For RowOutCrnt = 1 To RowDataFirst - 1
For ColOutCrnt = 1 To ColOutMax
With .Cells(RowOutCrnt, ColOutCrnt)
.Interior.Color = CellHeaderColourBack
.Font.Color = CellHeaderColourFore
.Font.Bold = CellHeaderBold
.HorizontalAlignment = CellOutHeaderHAlign(ColOutCrnt)
End With
Next
Next
For ColOutCrnt = 1 To ColOutMax
.Columns(ColOutCrnt).ColumnWidth = ColWidth(ColOutCrnt)

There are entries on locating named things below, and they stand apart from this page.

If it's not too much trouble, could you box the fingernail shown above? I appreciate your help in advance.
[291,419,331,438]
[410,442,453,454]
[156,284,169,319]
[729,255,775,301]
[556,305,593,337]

.Range(.Cells(RowDataFirst, ColOutCrnt), _
.Cells(RowOutMax, ColOutCrnt)).NumberFormat _
= CellOutNumberFormat(ColOutCrnt)
Next
End With
Debug.Print "Duration " & Timer - TimeStart
End Sub
答案 1 :(得分:0)
我会使用另一种方法:我只会添加一个缺少的列并删除不需要的列。
我的许多宏开始创建或导入包含所有数据的表,然后复制,排序,删除顶部或底部的不需要的行(如果排序足够智能,所有所需的行将被分组在一起),删除不需要的列,添加几列,格式化并重复所有工作表。